The crack's in me

on August 13, 2010 with 0 comments » | ,


I seem to have blogged this quote twice before (in 2007 and again in 2009) and I found myself returning to it again today.
"The natural state of the sentient adult is a qualified unhappiness. I think also that in an adult the desire to be finer in grain than you are only adds to this unhappiness in the end" - F. Scott Fitzgerald, as quoted in Nonconformity by Nelson Algren
I had read the above quote when I read NonConformity some years back. But today, I dug out the actual piece by Fitzgerald. It was a very interesting essay - a three-part self-analysis by Fitzgerald in Esquire magazine back in 1936. What an amazing start to the essay, titled Crack-Up:
Of course all life is a process of breaking down, but the blows that do the dramatic side of the work -- the big sudden blows that come, or seem to come, from outside -- the ones you remember and blame things on and, in moments of weakness, tell your friends about, don't show their effect all at once. There is another sort of blow that comes from within -- that you don't feel until it's too late to do anything about it, until you realize with finality that in some regard you will never be as good a man again.
What a find! Going through some personal issues myself and so this really finds a connection with the way I feel at the current time!

Here is another lovely excerpt from the essay:
"Instead of being so sorry for yourself, listen -- “she said. (She always says “Listen,” because she thinks while she talks -- really thinks.) So she said: “Listen. Suppose this wasn’t a crack in you -- suppose it was a crack in the Grand Canyon.”
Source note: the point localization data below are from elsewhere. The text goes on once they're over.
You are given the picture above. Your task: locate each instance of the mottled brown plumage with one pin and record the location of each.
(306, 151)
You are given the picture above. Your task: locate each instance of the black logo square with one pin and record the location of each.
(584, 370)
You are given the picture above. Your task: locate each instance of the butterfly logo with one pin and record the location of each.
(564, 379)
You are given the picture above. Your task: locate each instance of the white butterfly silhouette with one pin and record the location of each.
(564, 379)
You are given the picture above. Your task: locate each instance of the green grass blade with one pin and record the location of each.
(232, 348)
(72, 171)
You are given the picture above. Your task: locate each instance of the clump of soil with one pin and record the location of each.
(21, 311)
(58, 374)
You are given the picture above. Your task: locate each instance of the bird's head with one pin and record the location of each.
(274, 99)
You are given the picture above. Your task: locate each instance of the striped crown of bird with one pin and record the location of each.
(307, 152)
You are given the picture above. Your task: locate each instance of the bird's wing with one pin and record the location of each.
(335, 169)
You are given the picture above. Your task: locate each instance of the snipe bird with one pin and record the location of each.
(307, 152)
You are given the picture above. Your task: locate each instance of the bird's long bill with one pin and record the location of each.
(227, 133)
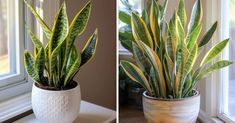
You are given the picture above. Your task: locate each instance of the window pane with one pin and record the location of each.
(229, 83)
(4, 60)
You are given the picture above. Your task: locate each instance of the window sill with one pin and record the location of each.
(15, 106)
(89, 113)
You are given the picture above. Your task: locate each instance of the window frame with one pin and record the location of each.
(214, 82)
(12, 103)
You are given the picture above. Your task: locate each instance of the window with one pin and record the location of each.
(15, 86)
(227, 104)
(137, 5)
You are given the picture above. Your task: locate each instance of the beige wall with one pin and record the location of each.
(98, 77)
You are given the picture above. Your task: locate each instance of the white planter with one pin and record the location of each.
(171, 111)
(56, 106)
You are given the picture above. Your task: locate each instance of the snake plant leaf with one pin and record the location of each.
(133, 72)
(216, 66)
(72, 70)
(124, 17)
(141, 59)
(156, 63)
(127, 45)
(173, 34)
(196, 16)
(192, 37)
(167, 77)
(170, 44)
(178, 83)
(77, 27)
(60, 29)
(40, 63)
(190, 61)
(126, 38)
(207, 36)
(47, 31)
(29, 66)
(182, 13)
(54, 61)
(214, 52)
(154, 23)
(180, 30)
(140, 30)
(90, 48)
(154, 82)
(72, 57)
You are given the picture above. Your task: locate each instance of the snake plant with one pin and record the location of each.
(55, 64)
(165, 52)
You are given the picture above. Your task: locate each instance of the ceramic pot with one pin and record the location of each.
(56, 106)
(183, 110)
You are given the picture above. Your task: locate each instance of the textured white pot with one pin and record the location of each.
(56, 106)
(171, 111)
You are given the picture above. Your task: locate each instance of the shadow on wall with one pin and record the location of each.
(98, 77)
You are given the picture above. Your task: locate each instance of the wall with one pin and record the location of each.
(98, 77)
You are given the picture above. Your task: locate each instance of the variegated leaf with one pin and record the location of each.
(207, 36)
(192, 37)
(90, 48)
(214, 52)
(47, 31)
(216, 66)
(133, 72)
(140, 31)
(196, 16)
(156, 63)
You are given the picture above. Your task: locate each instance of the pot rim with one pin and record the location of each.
(59, 91)
(162, 99)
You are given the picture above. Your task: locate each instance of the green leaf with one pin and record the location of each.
(182, 13)
(156, 63)
(77, 27)
(46, 29)
(140, 31)
(133, 72)
(90, 48)
(190, 61)
(154, 82)
(192, 37)
(154, 22)
(196, 16)
(60, 29)
(207, 36)
(216, 66)
(29, 66)
(214, 52)
(124, 17)
(72, 70)
(141, 59)
(40, 63)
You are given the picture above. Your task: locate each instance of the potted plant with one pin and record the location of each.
(56, 96)
(165, 59)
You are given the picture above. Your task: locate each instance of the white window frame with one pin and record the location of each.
(215, 12)
(13, 104)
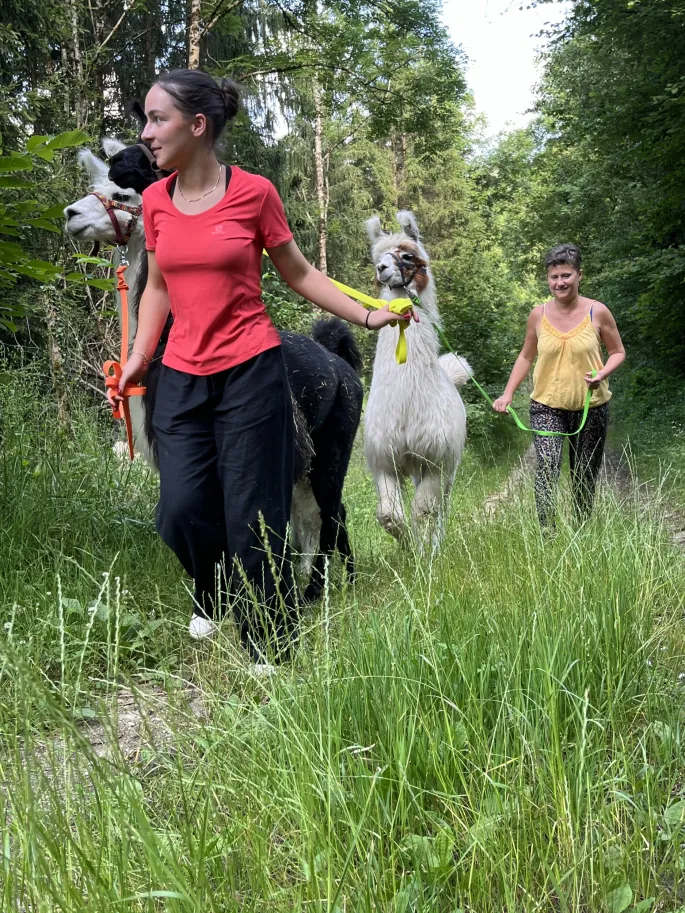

“The crack’s in me,” I said heroically.

“Listen! The world only exists in your eyes -- your conception of it. You can make it as big or as small as you want to. And you’re trying to be a little puny individual. By God, if I ever cracked, I’d try to make the world crack with me. Listen! The world only exists through your apprehension of it, and so it’s much better to say that it’s not you that’s cracked -- it’s the Grand Canyon.”
Here's another great excerpt from the 2nd part of the essay:
Now the standard cure for one who is sunk is to consider those in actual destitution or physical suffering -- this is an all-weather beatitude for gloom in general and fairly salutary daytime advice for everyone. But at three o’clock in the morning, a forgotten package has the same tragic importance as a death sentence, and the cure doesn’t work -- and in a real dark night of the soul it is always three o’clock in the morning, day after day. At that hour the tendency is to refuse to face things as long as possible by retiring into an infantile dream -- but one is continually startled out of this by various contacts with the world. One meets these occasions as quickly and carelessly as possible and retires once more back into the dream, hoping that things will adjust themselves by some great material or spiritual bonanza. But as the withdrawal persists there is less and less chance of the bonanza -- one is not waiting for the fade-out of a single sorrow, but rather being an unwilling witness of an execution, the disintegration of one’s own personality…
Unless madness or drugs or drink come into it, this phase comes to a dead end, eventually, and is succeeded by a vacuous quiet. In this you can try to estimate what has been sheared away and what is left.
And this quotable quote:
Trouble has no necessary connection with discouragement -- discouragement has a germ of its own, as different from trouble as arthritis is different from a stiff joint.
In the third and final part, he writes:
This was at least a starting place out of the morass in which I floundered: “I felt -- therefore I was.” At one time or another there had been many people who had leaned on me, come to me in difficulties or written me from afar, believed implicitly in my advice and my attitude toward life. The dullest platitude monger or the most unscrupulous Rasputin who can influence the destinies of many people must have some individuality, so the question became one of finding why and where I had changed, where was the leak through which, unknown to myself, my enthusiasm and my vitality had been steadily and prematurely trickling away.
....


-- I only wanted absolute quiet to think out why I had developed a sad attitude towards sadness, a melancholy attitude toward melancholy, and a tragic attitude toward tragedy -- why I had become identified with the objects of my horror or compassion.
Does this seem a fine distraction? It isn’t: identification such as this spells the death of accomplishment. It is something like this that keeps sane people from working.
And later:
This led me to the idea that the ones who had survived had made some sort of clean break. .......  A clean break is something you cannot come back from; that is irretrievable because it makes the past cease to exist. So, since I could no longer fulfill the obligations that life had set for me or that I had set for myself, why not slay the empty shell who had been posturing at it for four years? I must continue to be a writer because that was my only way of life, but I would cease any attempts to be a person -- to be kind, just, or generous. There were plenty of counterfeit coins around that would pass instead of these and I knew where I could get them at a nickel on the dollar. In thirty-nine years an observant eye has learned to detect where the milk is watered and the sugar is sanded, the rhinestone passed for diamond and the stucco for stone. There was to be no more giving of myself -- all giving was to be outlawed henceforth under a new name, and that name was Waste.

The decision made me rather exuberant, like anything that is both real and new.
And so we prod on.... looking for that which will set us free - hoping that we have the audacity to make that 'clean break' and move on to what is "both real and new".